The North Carolina Court of Appeals concluded that the " rear lamps" discussed in subsection (d) do not include brake lights, but, given the " other," it would at least have been reasonable to think they did. Both the majority and the dissent in the North Carolina Supreme Court so concluded, and we agree. See 366 N.C., at 282-283, 737 S.E.2d, at 358-359; id., at 283, 737 S.E.2d, at 359 (Hudson, J., dissenting) (calling the Court of Appeals' decision " surprising" ). This " stop lamp" provision, moreover, had never been previously construed by North Carolina's appellate courts. See id., at 283, 737 S.E.2d, at 359 (majority opinion). It was thus objectively reasonable for an officer in Sergeant Darisse's position to think that Heien's faulty right brake light was a violation of North Carolina law. And because the mistake of law was reasonable, there was reasonable suspicion justifying the stop.

Id. at 540.

[¶ 5] The basis of our holding in our original opinion was that even a good-faith but mistaken belief about what constitutes an infraction could not give rise to reasonable suspicion to make a traffic stop under the Fourth Amendment.[1] See Ransom v. State, 741 N.E.2d 419, 422 (Ind.Ct.App. 2000)

Page 295

(" Although a law enforcement officer's good faith belief that a person has committed a violation will justify a traffic stop..., an officer's mistaken belief about what constitutes a violation does not amount to good faith." ). After Heien, the basis for our original disposition is no longer good law.

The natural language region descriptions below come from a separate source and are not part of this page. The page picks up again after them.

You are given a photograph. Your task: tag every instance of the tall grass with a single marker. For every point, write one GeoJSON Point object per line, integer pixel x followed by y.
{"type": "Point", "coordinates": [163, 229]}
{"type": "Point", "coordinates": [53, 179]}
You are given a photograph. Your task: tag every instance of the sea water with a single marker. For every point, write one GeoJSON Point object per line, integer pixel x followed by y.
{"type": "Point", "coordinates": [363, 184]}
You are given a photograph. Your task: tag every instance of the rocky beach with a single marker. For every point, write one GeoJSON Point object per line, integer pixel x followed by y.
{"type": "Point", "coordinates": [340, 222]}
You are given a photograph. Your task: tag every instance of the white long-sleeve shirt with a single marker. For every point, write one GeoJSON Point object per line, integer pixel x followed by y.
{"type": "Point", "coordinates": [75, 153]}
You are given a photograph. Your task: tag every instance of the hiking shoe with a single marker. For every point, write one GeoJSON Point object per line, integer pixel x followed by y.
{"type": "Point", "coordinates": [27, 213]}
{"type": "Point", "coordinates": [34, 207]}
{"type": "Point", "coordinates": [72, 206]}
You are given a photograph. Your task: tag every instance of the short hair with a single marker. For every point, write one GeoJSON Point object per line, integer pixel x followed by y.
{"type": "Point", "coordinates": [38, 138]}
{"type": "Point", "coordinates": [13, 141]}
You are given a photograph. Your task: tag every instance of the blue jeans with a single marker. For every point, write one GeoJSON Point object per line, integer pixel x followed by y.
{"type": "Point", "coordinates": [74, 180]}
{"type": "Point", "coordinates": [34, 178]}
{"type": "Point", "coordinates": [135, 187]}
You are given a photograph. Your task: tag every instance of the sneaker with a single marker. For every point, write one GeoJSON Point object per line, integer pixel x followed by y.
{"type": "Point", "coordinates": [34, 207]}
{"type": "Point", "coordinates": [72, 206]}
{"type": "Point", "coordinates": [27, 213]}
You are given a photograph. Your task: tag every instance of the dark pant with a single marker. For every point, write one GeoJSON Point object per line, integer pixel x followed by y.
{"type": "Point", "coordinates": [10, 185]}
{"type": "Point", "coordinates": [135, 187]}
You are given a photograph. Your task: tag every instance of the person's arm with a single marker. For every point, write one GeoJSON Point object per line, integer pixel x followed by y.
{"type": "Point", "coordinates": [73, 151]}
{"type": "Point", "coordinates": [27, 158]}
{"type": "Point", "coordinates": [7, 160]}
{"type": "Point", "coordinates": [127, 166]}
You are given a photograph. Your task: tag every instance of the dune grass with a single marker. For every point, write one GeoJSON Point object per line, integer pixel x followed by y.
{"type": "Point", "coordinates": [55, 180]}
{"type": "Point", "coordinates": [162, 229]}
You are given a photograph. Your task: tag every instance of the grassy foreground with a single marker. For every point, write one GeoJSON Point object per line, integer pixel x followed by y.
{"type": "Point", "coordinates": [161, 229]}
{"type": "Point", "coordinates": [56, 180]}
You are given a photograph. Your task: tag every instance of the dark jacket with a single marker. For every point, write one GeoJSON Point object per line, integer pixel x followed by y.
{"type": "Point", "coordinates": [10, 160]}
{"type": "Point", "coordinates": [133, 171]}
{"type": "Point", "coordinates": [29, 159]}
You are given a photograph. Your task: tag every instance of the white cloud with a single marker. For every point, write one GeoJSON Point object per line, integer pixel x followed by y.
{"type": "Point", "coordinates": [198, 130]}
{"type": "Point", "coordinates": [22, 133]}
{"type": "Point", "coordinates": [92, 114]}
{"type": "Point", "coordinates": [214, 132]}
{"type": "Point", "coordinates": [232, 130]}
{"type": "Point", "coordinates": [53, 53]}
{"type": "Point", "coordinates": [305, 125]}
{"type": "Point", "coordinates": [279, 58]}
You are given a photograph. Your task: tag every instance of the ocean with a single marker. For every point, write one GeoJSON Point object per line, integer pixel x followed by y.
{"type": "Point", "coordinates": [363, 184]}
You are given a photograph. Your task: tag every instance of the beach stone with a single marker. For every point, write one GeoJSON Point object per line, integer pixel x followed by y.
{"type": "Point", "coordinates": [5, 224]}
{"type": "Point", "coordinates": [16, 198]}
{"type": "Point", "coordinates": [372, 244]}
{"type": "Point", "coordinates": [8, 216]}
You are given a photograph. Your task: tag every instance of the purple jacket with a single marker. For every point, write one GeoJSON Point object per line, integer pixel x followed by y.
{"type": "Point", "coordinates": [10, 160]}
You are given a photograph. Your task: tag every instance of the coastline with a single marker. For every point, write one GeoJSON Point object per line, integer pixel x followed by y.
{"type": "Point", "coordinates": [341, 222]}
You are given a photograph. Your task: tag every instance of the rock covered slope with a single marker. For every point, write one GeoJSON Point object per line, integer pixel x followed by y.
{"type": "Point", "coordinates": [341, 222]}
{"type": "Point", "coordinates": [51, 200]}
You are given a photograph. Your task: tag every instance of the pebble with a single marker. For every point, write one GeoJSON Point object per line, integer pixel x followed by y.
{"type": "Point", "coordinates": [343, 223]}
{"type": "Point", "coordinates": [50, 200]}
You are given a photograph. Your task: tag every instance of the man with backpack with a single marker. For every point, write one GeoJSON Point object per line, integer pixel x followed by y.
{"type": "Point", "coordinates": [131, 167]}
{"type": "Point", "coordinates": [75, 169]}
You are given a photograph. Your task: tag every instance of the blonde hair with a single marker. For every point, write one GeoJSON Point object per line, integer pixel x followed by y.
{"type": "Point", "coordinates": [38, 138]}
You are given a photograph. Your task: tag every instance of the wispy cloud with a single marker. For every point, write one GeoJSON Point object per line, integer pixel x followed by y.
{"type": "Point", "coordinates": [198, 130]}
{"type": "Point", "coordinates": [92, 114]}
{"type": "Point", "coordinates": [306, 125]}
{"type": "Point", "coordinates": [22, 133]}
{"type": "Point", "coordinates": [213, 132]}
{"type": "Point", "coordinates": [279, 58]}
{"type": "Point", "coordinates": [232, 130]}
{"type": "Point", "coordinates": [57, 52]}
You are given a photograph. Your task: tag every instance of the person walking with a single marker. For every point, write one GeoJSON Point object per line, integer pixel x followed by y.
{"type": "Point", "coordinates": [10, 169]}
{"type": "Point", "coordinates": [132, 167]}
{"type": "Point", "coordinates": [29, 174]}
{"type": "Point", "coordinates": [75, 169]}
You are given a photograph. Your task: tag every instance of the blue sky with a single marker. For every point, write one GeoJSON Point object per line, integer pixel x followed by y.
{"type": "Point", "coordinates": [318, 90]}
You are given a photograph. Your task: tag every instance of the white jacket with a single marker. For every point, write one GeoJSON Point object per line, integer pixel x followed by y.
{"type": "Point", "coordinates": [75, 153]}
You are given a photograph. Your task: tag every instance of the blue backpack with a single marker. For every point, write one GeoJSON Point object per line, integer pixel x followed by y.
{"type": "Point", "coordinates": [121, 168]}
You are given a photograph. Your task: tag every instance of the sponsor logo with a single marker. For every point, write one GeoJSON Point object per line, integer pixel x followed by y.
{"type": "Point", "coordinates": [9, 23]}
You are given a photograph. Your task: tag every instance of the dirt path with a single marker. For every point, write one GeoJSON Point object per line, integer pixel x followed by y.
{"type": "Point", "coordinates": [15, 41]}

[¶ 6] The only question, then, is whether Officer Packard's belief that an infraction was being committed was objectively reasonable. To briefly reiterate, Officer Packard, when he encountered Williams's car, " observed that the passenger side taillight had a large hole in it that was allowing a significant amount of white light to emit out of it while it was in forward motion." Tr. p. 6. The hole was the size of approximately forty to fifty percent of the entire tail lamp with a " miniscule" amount of red light emitting from around the outer rim. Tr. p. 10. Officer Packard described the " unfiltered" white light as " overwhelming" the " filtered red light whose source was the same bulb." Tr. pp. 11-12. Officer Packard testified to his belief that " any white light emitting out of the rear of a vehicle while it [was] in forward was a violation of the statute." Tr. p. 9.

[¶ 7] We conclude that Officer Packard's belief, while ultimately mistaken, was reasonable. Indiana Code section 9-19-6-4 provides, in part, that " a motor vehicle ... that is registered in Indiana and manufactured or assembled after January 1, 1956, must be equipped with at least two (2) tail lamps mounted on the rear that, when lighted, ... emit[] a red light plainly visible from a distance of five hundred (500) feet to the rear." While we stand by our original determination that the statute, when read closely, does not prohibit other colors of light from also being emitted, it certainly implies as much. A reasonable person unversed in statutory interpretation would very likely read section 4 to mean, " A car must have at least two tail lamps which emit only red light, or at least so much as to appear almost completely red."

[¶ 8] This reading appears even more reasonable in cases such as this one, involving a broken tail lamp lens, which gives rise to the risk of dangerous confusion with a back-up lamp. Back-up lamps are not required in Indiana but, if present, " must be white or amber." Ind. Code § 9-19-6-8(c)(3). In practice, back-up lamps are nearly ubiquitous and, when present, are invariably white.[2] If one tail lamp is totally red and the other mostly white, one may well be unable to tell at a glance whether the vehicle in question is in forward or reverse gear, creating obvious safety issues. The danger presented by this situation was undoubtedly behind Officer Packard's testimony that he believed it to be an infraction for any white light to emit from the rear of a vehicle while that vehicle was in forward motion. In conclusion, while we agree that Williams was committing no infraction at the time he was stopped by Officer Packard, Officer Packard had a reasonable belief that he was, thereby justifying the stop. Consequently, the evidence seized as a result of the stop need not be suppressed. We grant the State's petition for rehearing and, reversing our prior disposition, affirm the judgment of the trial court.